Solved – Selecting best model based on linear, quadratic and cubic fit of data

least squaresmodel selectionregression

I have a Java code that performs a linear regression on a set of data using the Gauss-Jordan elimination. It calculates a linear, quadratic and cubic functions using the least squares method.

My problem is choosing a function out of the three that best models my data. This is ofcourse, without plotting the curve. So lets say I have a set of data {x:1,2,3,4} {y:3,8,910}, and I get a linear, quadratic and cubic function for it using the least squares method.

How do I choose which function is the right model for my data?

Best Answer

The general term for what you are asking about is model selection. You have a set of possible models, in this case something like $$ \begin{aligned} y&=\beta_1x + \beta_0\\ y&=\beta_2x^2 + \beta_1x + \beta_0 \\ y&=\beta_3x^3 + \beta_2x^2 + \beta_1x + \beta_0 \\ \end{aligned}$$ and you want to determine which of these models is most parsimonious with your data. We generally worry about parsimony rather than best-fitting (i.e, highest $R^2$) since a complex model could "over-fit" the data. For example imagine your timing data is generated by a quadratic algorithm, but there's a little bit of noise in the timing (random paging by the OS, clock inaccuracy, cosmic rays, whatever). The quadratic model might still fit reasonably well, but it won't be perfect. However, we can find a (very high order) polynomial that goes through each and every data point. This model fits perfectly but will be terrible at making future predictions and, obviously, doesn't match the underlying phenomenon either. We want to balance model complexity with the model's explanatory power. How does one do this?

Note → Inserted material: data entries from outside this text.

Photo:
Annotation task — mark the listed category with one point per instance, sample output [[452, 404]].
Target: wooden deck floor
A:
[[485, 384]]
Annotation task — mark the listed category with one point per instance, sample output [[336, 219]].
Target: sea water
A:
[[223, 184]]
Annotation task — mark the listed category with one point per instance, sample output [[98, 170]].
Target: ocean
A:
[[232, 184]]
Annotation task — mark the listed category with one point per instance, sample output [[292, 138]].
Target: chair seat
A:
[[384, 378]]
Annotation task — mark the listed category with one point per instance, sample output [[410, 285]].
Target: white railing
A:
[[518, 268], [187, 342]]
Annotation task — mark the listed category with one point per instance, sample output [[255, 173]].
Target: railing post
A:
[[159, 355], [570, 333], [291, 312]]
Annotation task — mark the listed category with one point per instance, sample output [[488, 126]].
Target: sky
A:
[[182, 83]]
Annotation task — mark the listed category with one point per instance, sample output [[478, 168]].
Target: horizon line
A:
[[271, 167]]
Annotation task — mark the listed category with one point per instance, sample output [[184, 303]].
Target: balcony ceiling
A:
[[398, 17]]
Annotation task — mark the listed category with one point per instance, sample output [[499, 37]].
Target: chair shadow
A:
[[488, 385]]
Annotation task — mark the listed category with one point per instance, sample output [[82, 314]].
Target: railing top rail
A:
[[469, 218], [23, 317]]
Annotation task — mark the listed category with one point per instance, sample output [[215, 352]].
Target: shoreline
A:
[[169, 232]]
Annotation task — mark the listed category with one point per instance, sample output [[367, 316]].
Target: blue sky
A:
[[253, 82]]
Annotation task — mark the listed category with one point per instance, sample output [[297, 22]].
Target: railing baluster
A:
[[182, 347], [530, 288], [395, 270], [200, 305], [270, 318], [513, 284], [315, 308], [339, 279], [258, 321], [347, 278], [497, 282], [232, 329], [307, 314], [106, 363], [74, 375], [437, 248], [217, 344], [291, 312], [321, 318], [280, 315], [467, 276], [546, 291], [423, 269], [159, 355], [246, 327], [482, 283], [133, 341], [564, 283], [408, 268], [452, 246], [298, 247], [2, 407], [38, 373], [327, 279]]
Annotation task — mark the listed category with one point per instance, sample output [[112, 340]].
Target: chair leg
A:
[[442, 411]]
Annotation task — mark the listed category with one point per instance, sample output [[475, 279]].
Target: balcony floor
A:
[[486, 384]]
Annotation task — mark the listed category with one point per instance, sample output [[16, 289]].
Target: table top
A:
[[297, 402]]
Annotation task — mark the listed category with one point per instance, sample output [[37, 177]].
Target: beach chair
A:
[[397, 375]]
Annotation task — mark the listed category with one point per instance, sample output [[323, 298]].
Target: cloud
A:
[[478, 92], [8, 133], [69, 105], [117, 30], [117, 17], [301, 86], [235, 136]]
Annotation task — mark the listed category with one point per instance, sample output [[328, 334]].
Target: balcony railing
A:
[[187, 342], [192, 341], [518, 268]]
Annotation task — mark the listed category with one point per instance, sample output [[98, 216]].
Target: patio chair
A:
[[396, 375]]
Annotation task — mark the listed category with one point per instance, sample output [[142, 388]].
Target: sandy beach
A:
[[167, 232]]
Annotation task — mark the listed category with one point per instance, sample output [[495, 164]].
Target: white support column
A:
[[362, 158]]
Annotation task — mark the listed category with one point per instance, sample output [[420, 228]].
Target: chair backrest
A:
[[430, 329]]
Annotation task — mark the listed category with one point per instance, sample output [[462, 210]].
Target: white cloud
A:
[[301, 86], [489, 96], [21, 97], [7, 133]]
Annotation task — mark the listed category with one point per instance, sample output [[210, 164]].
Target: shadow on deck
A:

There are many options. I recently stumbled upon this review by Zucchini, which might be a good overview. One approach is to calculate something like the AIC (Akaike Information Criterion), which adjusts each model's likelihood to take the number of parameters into account. These are often relatively easy to compute. For example, AIC is: $$ AIC = 2k -2ln(L) $$ where L is the likelihood of the data given the model and k is the number of parameters (e.g., 2 for linear, 3 for quadratic, etc). You compute this criterion for each model, then choose the model with the smallest AIC.

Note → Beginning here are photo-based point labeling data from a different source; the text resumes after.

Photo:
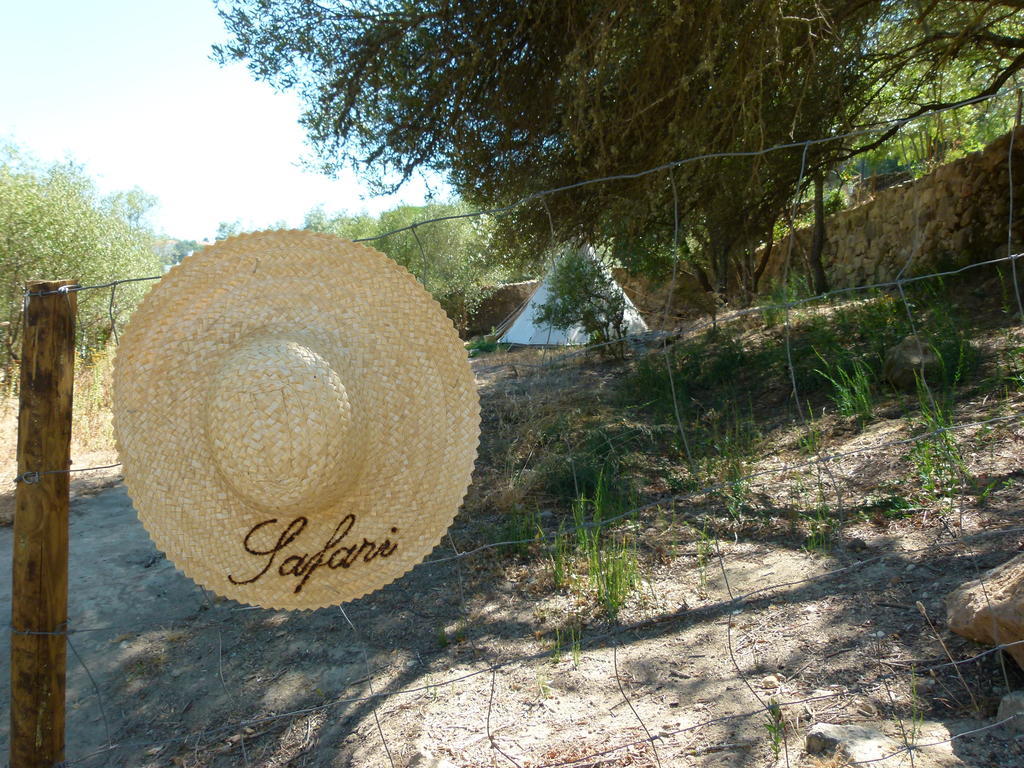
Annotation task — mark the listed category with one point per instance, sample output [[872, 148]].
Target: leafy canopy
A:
[[54, 225], [511, 97]]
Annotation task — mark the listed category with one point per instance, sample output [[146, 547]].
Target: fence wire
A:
[[655, 741]]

Another approach is to use cross-validation (or something like that) to show that none of your models are over-fit. You could then select the best-fitting model.

That's sort of the general case. However, as @Michelle noted above, you probably don't want to be doing model selection at all if you know something about the underlying phenomemon. In this case, if you have the code or know the underlying algorithm, you should just trace through it to determine the algorithm's order.

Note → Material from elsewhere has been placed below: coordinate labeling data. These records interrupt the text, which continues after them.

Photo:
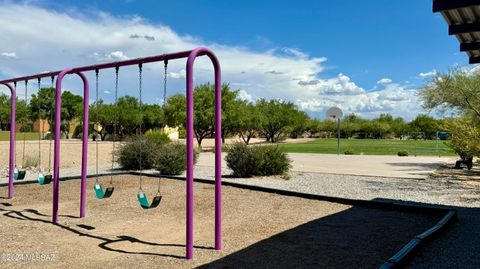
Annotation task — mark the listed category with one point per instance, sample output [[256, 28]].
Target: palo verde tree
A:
[[276, 115], [175, 110], [42, 105], [250, 121], [102, 116], [457, 91]]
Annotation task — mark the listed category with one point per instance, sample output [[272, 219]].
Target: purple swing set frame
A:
[[191, 56]]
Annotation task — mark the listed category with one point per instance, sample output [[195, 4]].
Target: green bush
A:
[[158, 137], [26, 128], [273, 161], [135, 149], [242, 160], [171, 159], [257, 161]]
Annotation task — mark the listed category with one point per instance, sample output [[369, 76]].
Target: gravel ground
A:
[[457, 188], [261, 230]]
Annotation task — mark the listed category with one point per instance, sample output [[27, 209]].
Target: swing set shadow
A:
[[106, 242]]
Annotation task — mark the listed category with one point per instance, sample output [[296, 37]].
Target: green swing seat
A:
[[142, 198], [19, 174], [44, 179], [103, 194]]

Also, keep in mind that the Big-O order of the algorithm isn't technically defined in terms of the best-fit to the observed run time; it's more of a limiting property. You could feasibly have an algorithm with a massive linear component and a small quadratic component to its runtime, something like $$t(N) = 0.0000001n^2 + 999999999n$$ I would bet that a runtime-vs-input size plot for that would be pretty linear-looking over the ranges you're likely to test, but I believe the algorithm would technically be considered $O(n^2)$